Simon-Chautemps : "L'IA, c'est le futur" de la F1
Pour Julien Simon-Chautemps, l'intelligence artificielle va prendre de plus en plus de place en Formule 1 à l'avenir et laissera pour compte les structures qui n'auront pas "embrassé" cette nouvelle technologie.
Photo de: Sam Bloxham / Motorsport Images
Même si le concept et ses applications pratiques n'ont rien de récent, l'intelligence artificielle s'est fait une place de plus en plus importante dans l'esprit du grand public ces dernières années, portée par les progrès de l'IA dite "générative", qui permet - en s'appuyant sur des bases de données plus ou moins grandes dans lesquelles elle va puiser - de générer des textes, images ou médias sur simple demande.
Le monde des sports mécaniques connaît bien la question de l'intelligence artificielle, et ce depuis très longtemps, car dans la majeure partie de ses championnats les plus avancés technologiquement, la récolte de données confronte les écuries à des centaines de milliers d'informations qu'il est difficile de traiter rapidement et humainement.

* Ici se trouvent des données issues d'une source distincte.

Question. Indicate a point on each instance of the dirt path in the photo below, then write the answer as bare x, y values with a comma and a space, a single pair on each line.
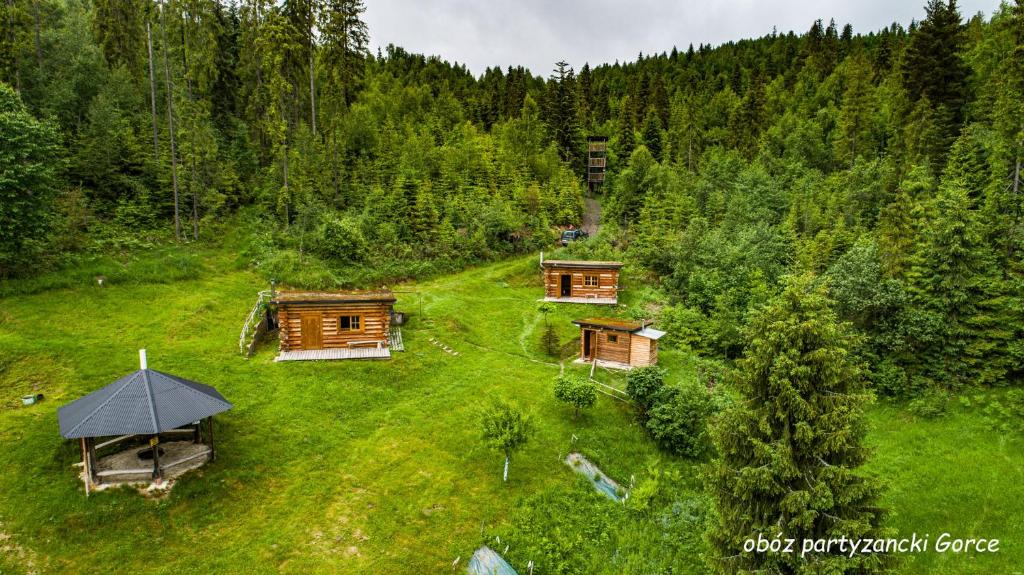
591, 216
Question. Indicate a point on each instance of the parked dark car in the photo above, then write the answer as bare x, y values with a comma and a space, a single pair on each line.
572, 235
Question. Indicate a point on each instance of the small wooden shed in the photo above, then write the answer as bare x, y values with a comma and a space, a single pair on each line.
581, 281
617, 343
334, 324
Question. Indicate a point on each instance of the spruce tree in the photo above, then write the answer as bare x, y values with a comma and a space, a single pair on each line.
933, 67
627, 139
791, 453
957, 283
561, 115
652, 135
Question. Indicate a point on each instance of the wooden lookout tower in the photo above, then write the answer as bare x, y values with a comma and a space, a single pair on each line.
597, 160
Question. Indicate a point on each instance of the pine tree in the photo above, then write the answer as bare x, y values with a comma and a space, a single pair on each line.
627, 139
856, 114
934, 69
652, 135
561, 116
119, 31
791, 453
956, 281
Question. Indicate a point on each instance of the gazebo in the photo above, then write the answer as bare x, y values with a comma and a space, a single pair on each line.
143, 405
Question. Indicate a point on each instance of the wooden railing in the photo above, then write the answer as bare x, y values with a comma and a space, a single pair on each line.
253, 320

Mais pour Julien Simon-Chautemps, ancien ingénieur de course en F1, ce pan de la technologie va être amené à prendre toujours plus de place en discipline reine et dans les sports mécaniques en général. "Je vais être clair, l'IA c'est le futur", a-t-il lancé dans le cadre d'un entretien pour Flashscore.fr. "Et les équipes ou les personnes qui ne sauront pas embrasser ces nouvelles technologies seront derrière. C'est aussi simple que cela."

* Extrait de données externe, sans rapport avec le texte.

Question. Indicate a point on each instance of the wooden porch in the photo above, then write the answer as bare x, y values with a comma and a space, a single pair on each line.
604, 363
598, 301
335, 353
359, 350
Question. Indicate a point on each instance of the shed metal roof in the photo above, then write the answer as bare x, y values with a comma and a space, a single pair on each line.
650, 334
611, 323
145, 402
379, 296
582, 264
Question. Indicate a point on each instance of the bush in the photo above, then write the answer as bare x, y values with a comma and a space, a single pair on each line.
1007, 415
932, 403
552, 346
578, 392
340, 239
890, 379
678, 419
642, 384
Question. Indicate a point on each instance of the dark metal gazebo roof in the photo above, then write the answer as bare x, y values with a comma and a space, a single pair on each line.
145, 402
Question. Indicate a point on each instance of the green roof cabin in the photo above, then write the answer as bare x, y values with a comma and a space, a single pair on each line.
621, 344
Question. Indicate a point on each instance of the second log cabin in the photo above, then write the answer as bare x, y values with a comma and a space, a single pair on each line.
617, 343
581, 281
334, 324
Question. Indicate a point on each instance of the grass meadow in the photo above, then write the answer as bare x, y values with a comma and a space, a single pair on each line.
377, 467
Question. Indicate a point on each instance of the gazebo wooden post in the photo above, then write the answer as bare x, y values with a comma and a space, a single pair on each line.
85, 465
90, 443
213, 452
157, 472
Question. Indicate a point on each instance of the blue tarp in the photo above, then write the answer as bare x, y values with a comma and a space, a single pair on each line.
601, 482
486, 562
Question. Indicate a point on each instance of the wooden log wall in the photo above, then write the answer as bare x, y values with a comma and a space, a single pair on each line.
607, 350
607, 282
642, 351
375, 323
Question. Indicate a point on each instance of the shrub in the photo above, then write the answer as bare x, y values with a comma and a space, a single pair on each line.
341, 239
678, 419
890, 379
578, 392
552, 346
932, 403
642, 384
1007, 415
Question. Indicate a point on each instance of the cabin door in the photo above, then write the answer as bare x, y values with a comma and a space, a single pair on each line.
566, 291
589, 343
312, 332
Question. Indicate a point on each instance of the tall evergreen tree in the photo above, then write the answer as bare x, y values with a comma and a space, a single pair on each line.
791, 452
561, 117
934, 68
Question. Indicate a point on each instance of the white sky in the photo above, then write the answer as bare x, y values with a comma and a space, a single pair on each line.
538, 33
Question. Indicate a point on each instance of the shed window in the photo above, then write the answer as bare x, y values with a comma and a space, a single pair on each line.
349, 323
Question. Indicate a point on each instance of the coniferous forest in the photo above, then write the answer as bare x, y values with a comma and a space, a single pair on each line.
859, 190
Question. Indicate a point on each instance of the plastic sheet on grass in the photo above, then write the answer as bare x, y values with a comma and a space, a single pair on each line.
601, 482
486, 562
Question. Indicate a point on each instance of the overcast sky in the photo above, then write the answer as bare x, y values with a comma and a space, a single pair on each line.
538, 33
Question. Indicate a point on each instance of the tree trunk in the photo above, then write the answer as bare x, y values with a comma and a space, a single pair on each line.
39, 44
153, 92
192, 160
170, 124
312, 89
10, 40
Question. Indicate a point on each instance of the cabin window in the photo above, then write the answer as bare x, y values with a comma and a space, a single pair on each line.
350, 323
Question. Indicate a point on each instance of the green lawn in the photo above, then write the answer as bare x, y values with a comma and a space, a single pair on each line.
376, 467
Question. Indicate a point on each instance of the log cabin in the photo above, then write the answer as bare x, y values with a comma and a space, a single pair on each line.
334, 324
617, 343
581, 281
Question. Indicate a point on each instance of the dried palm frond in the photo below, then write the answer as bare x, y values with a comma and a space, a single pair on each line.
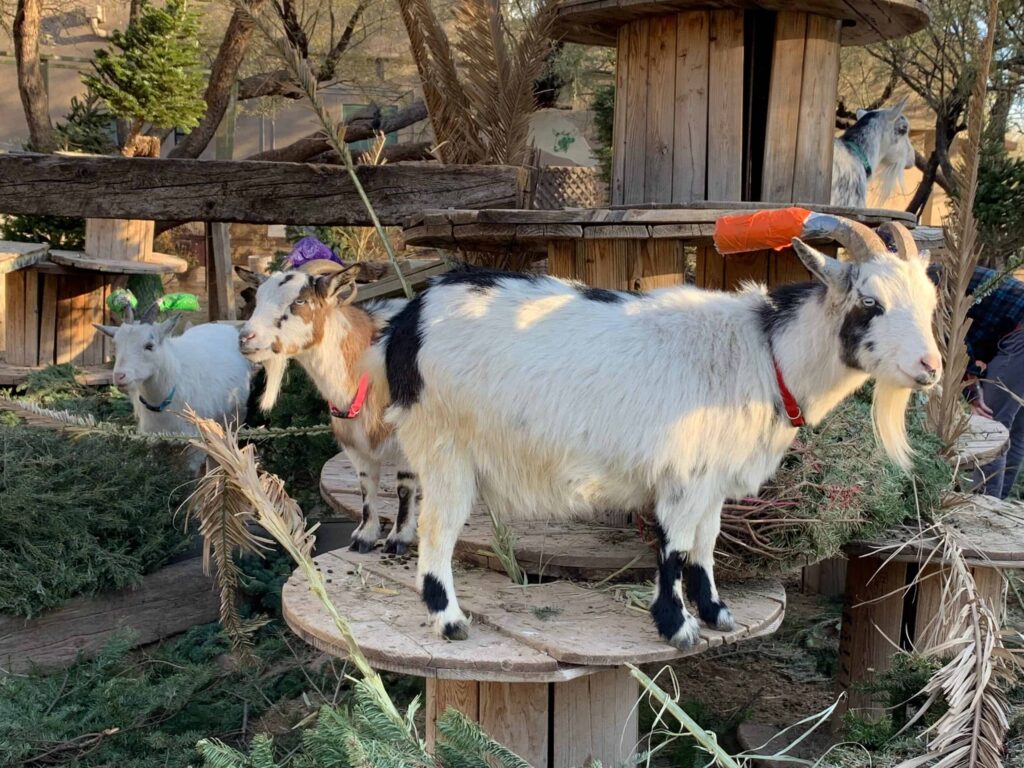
224, 521
971, 733
271, 508
945, 411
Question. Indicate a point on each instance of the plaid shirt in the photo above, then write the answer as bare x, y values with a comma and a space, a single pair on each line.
996, 314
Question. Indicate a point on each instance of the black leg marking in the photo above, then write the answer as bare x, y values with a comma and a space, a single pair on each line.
667, 610
434, 595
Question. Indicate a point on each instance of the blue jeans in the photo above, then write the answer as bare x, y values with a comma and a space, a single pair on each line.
1006, 372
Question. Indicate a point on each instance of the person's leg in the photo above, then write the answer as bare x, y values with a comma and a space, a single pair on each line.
1004, 379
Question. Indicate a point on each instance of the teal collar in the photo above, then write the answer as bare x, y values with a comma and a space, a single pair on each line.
861, 156
163, 406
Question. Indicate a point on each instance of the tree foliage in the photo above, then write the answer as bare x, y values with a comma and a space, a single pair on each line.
154, 77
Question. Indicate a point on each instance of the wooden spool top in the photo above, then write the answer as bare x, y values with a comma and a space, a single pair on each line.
531, 230
864, 22
156, 263
989, 530
542, 633
567, 549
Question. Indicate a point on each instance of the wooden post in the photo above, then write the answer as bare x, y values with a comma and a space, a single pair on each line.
219, 274
549, 725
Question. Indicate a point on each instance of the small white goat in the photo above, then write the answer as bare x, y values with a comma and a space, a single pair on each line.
877, 147
307, 313
162, 374
553, 399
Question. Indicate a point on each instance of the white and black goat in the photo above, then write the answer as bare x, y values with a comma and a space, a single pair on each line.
876, 148
552, 399
202, 368
307, 314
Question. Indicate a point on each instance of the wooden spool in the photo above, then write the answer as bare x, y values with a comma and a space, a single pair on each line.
880, 611
544, 668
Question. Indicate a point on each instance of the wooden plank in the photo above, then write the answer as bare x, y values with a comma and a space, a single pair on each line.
660, 110
619, 119
14, 256
635, 145
783, 107
725, 105
595, 718
219, 274
689, 160
165, 264
168, 601
872, 620
463, 695
14, 330
245, 190
817, 99
32, 298
48, 321
516, 715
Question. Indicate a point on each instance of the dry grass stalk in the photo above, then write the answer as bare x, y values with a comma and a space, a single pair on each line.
269, 506
479, 94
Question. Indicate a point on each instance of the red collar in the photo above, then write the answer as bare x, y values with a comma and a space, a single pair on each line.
356, 407
788, 401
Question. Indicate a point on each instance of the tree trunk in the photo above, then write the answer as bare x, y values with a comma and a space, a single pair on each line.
30, 77
218, 90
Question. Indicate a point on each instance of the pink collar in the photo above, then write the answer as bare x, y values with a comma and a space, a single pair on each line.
360, 396
788, 401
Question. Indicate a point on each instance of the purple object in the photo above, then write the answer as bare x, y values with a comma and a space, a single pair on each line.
310, 249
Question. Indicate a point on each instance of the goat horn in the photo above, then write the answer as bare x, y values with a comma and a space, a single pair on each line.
860, 242
898, 240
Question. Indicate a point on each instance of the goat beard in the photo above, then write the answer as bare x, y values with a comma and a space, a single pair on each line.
889, 421
273, 371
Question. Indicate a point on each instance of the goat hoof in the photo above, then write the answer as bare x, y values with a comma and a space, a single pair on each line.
686, 636
395, 547
456, 631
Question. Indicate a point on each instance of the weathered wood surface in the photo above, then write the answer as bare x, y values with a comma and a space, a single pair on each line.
518, 634
989, 530
557, 549
865, 22
244, 190
14, 256
532, 230
156, 263
985, 439
92, 376
168, 601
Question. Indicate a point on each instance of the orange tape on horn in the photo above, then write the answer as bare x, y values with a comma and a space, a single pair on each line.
759, 230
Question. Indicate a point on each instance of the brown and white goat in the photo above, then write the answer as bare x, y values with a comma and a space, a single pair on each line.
307, 314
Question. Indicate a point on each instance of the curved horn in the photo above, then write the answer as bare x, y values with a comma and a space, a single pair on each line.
860, 242
151, 312
898, 240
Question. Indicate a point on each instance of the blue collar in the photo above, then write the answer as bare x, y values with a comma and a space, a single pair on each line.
861, 155
163, 406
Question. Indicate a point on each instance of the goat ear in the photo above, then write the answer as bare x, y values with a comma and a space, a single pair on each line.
330, 287
828, 270
250, 278
164, 329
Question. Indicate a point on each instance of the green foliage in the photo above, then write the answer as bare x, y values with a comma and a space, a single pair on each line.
604, 110
998, 201
59, 231
156, 75
81, 517
296, 460
147, 711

Avec les terabytes de data enregistrées, c'est impossible humainement de tout contrôler.
Amené à évoquer le modèle d'IA que les équipes utilisent déjà depuis plusieurs années, l'ancien ingénieur de Lotus ou Alfa Romeo d'expliquer : "Les équipes utilisent ce que l'on appelle des 'agents IA' pour lire les écrans, les data, et les interpréter. C'est aussi pour donner des suggestions. Avec les terabytes de data enregistrées, c'est impossible humainement de tout contrôler."
"L'IA a été, est déjà et sera encore plus importante dans cette gestion de données, dans leur interprétation mais aussi dans la suggestion : pour la fiabilité, pour les ingénieurs, pour les pilotes. Ce sont des choses qui étaient manuelles à l'époque et qui sont maintenant automatisées."
"[La suggestion], c'est son intérêt. C'est un autre cerveau qui va utiliser la data pour suggérer des scénarios et cela fonctionne en continu pendant les courses. Par exemple, les ingénieurs stratégie vont développer des centaines de scénarios avant les courses et vont s'adapter en temps réel à ce qu'il se passe en suggérant des pitstops, des changements de pneus et quelle gomme mettre ou encore, une stratégie de gestion pneumatique ou de carburant. C'était fait par l'humain avant. Cela existe déjà mais cela va devenir de plus en plus important."